Varoufakis furthermore mentioned the Ponzi-like situations were developers in southern European countries borrowed money to construct, build and invest as part of the Surplus Recycling Problem and when their refinancing from now-constrained banks dried up, they could not complete their projects. Actual bankruptcies, falling economic activity and plunging GDP were the results. But he never stopped to ask why these developers and business took on unsustainable loans in the first place. Later on in the talk, he admitted that it takes two to tango, but never realized the damage that does to his case. What could possible have induced entire sectors to willingly take on so much debt that it could (and would) risk their operations and businesses? Answer: Money, interest rates and Austrian Business Cycle Theory

2) Weird Stuff on Bankruptcies

His idea of bankruptcies is slightly off; bankruptcy is not a state, identifiable by simple accounting measures. As long as there are investors willing to put more money into a loss-producing venture (or creditors willing to lend to a debtor state) bankruptcy will not occur. Bankruptcy is not a state, it’s a decision. What Varoufakis refers to when he says that Greek was bankrupt in 2010 is that its finances were unsustainable given current growth; debt levels were growing faster than GDP and there was no means to repay it. This is, of course, not true. There are many ways to solve the Greek debt crisis, but it so happens that the options that would solve it are politically and ideologically unthinkable from leading politicians and anti-austerity economists. Let markets and individuals play out, stop regulating everything from health to working conditions, and taxing us to death. After all, the insight that markets and individuals left alone yields prosperity is hardly new (Easterly), neither among economists nor historians (McCloskey).

3) Solutions

Varoufakis made clear that he is reluctant for Greece to leave the euro – not only for the debt-deflation issues that it will cause, but for the practical problems of replacing one currency with another (stamping now-foreign currency of euro to serve as drachma, the great imbalances between people who managed to get their euros out of the banks and those who didn’t, the production period it would take for the new currency to be freely available etc).

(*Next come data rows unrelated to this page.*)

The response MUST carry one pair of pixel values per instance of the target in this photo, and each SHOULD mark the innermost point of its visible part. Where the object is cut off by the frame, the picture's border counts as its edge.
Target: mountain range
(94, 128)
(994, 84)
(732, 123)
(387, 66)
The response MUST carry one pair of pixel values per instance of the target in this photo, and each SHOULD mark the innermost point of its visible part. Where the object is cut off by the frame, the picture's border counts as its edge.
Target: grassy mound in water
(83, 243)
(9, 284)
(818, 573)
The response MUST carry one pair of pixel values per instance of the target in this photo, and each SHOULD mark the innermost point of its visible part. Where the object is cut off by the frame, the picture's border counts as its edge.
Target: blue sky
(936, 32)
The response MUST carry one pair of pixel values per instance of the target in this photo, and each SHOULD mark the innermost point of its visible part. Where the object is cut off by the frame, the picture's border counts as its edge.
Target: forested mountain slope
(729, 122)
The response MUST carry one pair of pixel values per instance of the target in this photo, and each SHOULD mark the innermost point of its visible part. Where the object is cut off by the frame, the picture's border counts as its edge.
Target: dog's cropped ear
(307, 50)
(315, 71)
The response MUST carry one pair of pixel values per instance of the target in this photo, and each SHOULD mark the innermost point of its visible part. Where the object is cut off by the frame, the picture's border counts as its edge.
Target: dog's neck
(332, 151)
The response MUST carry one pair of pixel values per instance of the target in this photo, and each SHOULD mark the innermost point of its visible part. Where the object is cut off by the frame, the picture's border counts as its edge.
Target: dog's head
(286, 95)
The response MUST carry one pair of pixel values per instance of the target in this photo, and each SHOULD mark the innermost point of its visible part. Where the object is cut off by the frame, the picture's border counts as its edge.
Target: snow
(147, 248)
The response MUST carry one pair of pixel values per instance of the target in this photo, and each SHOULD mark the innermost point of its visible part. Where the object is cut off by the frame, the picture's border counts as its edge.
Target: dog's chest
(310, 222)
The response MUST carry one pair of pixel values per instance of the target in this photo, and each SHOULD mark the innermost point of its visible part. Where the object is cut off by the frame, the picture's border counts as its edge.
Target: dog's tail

Instead, his solution was to democratise the European Union, suggesting a fiscal union to overcome the difficulties of a non-integrated monetary union (see OCA literature or even Krugman). EU is apparently not transparent enough, it is ruled by corporate interests and the political class keep power for themselves. Sure, that’s a premise a lot of people accept – but do you really think creating a much bigger political power source would solve the issue of having politicians run the show for their own interests? Hardly. If your problem is power-and-money-hungry politicians, you want to decentralize power and decision-making. Not centralize it.

Overall, I'm happy to have seen Dr. Varoufakis in person, having listened to his amusing stories of recent events and learned more about his take on things. That they're horribly wrong doesn't mean there are no valuable things to learn from him.